Los Angeles kassiert gegen ein Kellerkind die dritte Pleite in Folge - trotz der Monster-Leistungen zweier Superstars. Beim Sieger brilliert ein No-Name.

Die Los Angeles Clippers haben in der NBA eine überraschende Pleite kassiert.

Die Clippers, die vor kurzem noch die Liga anführten, verloren mit 122:127 nach doppelter Verlängerung gegen die Brooklyn Nets. Die Pleite beim Kellerkind war bereits die dritte nacheinander (Tabelle der NBA).

No-Name Sean Kilpatrick düpierte das Spitzenteam mit einer Karrierebestleistung von 38 Punkten und 14 Rebounds, auch wenn der Guard dafür 34 Würfe benötigte. Kilpatrick war es auch vorbehalten, für den entscheidenden Korb zu sorgen. Der 26-Jährige zog 15 Sekunden vor dem Ende der zweiten Overtime beim Stand von 124:122 für die Nets beherzt zum Korb, verwandelte den Layup und wurde dabei gefoult.

Zuvor hatte Kilpatrick, der 31 seiner 38 Punkte nach dem dritten Viertel markierte, allerdings zwei Mal den möglichen Gamewinner verpasst. Sowohl am Ende der regulären Spielzeit als auch der ersten Verlängerung verfehlten Kilpatricks Versuche mit der Sirene das Ziel, nachdem Chris Paul und Jamal Crawford für die Gäste jeweils per Dreier ausgeglichen hatten (Spielplan der NBA).

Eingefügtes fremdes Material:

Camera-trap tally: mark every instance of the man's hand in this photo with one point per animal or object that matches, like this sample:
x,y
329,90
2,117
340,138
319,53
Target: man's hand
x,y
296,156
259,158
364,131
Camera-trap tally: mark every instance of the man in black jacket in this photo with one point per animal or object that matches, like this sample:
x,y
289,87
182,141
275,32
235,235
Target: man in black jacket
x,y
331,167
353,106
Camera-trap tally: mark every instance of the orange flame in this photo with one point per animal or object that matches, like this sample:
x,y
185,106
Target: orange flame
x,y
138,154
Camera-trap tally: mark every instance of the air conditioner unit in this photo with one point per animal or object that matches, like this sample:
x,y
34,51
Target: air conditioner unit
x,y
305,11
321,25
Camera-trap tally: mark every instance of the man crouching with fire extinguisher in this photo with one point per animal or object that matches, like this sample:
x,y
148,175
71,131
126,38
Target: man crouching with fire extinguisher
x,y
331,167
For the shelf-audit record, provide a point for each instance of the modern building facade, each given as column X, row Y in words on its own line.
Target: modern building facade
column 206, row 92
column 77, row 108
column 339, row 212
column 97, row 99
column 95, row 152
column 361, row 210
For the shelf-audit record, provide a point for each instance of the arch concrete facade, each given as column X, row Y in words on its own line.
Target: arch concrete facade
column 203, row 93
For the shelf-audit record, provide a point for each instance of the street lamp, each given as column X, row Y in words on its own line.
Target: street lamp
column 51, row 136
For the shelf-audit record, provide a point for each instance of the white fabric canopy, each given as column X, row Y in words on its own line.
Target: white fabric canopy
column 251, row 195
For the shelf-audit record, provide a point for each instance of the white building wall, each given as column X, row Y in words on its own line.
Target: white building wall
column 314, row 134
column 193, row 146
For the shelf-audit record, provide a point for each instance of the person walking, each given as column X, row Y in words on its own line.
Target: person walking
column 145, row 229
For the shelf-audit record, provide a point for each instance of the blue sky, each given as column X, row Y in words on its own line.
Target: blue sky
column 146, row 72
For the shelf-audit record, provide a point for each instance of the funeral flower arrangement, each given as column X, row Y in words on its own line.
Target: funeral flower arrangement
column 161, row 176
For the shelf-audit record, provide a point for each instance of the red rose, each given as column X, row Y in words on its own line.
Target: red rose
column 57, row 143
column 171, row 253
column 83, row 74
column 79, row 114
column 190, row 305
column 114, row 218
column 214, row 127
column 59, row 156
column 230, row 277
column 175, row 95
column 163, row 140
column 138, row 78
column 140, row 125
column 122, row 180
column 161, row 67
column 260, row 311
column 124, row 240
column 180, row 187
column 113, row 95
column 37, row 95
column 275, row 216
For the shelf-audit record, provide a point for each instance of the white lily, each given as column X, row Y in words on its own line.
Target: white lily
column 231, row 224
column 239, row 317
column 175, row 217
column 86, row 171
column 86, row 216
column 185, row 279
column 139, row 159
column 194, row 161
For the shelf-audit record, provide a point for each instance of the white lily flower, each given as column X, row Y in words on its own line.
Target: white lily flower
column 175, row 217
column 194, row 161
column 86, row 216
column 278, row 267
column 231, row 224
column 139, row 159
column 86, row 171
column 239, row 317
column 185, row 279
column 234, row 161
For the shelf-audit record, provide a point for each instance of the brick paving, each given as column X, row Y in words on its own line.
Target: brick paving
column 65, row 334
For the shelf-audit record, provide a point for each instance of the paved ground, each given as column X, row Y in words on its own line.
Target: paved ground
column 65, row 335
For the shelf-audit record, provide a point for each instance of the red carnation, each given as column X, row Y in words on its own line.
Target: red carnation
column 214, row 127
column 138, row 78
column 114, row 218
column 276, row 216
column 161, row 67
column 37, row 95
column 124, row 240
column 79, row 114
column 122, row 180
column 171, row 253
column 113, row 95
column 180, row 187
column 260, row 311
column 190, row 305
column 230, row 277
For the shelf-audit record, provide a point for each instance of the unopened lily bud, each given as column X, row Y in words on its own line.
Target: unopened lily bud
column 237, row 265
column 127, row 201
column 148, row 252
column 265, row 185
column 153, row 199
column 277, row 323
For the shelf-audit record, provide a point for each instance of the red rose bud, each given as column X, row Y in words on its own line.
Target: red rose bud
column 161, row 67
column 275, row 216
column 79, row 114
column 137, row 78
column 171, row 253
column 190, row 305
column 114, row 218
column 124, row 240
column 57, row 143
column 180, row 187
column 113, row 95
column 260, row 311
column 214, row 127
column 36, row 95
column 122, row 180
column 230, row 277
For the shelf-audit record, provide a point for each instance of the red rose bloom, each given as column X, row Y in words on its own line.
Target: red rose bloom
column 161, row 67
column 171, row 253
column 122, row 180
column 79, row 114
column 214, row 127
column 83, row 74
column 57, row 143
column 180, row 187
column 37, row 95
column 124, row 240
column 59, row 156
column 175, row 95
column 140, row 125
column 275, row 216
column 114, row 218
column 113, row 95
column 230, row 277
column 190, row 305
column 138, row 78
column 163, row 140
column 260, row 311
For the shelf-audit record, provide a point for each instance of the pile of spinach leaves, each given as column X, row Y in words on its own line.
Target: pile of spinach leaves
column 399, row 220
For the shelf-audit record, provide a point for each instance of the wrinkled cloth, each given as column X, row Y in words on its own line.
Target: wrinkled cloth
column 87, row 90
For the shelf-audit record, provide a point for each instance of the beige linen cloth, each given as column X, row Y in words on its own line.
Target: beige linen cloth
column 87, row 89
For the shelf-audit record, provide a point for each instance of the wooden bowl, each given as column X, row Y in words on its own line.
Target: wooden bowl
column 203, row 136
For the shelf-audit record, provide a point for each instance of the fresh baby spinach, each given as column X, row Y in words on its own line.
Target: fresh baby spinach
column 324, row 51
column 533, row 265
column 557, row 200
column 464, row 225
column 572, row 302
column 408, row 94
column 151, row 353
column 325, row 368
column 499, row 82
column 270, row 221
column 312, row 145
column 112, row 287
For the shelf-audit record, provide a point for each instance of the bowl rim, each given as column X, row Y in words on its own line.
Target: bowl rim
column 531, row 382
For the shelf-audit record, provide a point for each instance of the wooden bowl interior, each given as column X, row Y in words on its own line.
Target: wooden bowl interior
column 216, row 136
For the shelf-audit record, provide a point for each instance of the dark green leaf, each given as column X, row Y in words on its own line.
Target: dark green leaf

Bei den Clippers, die auf Blake Griffin verzichten mussten, überragten Paul (26 Punkte, 13 Assists und zehn Rebounds) und DeAndre Jordan (21 Punkte/23 Rebounds). Für Brooklyn, das zum ersten Mal nach sieben Partien wieder als Sieger vom Parkett ging, erzielte Center Brook Lopez 27 Punkte und verwandelte dabei vier von neun Dreiern (Die NBA LIVE im TV auf SPORT1 US).

Los Angeles musste am Ende ohne Trainer Doc Rivers auskommen, der in der ersten Verlängerung wegen seines zweiten technischen Fouls des Feldes verwiesen wurde.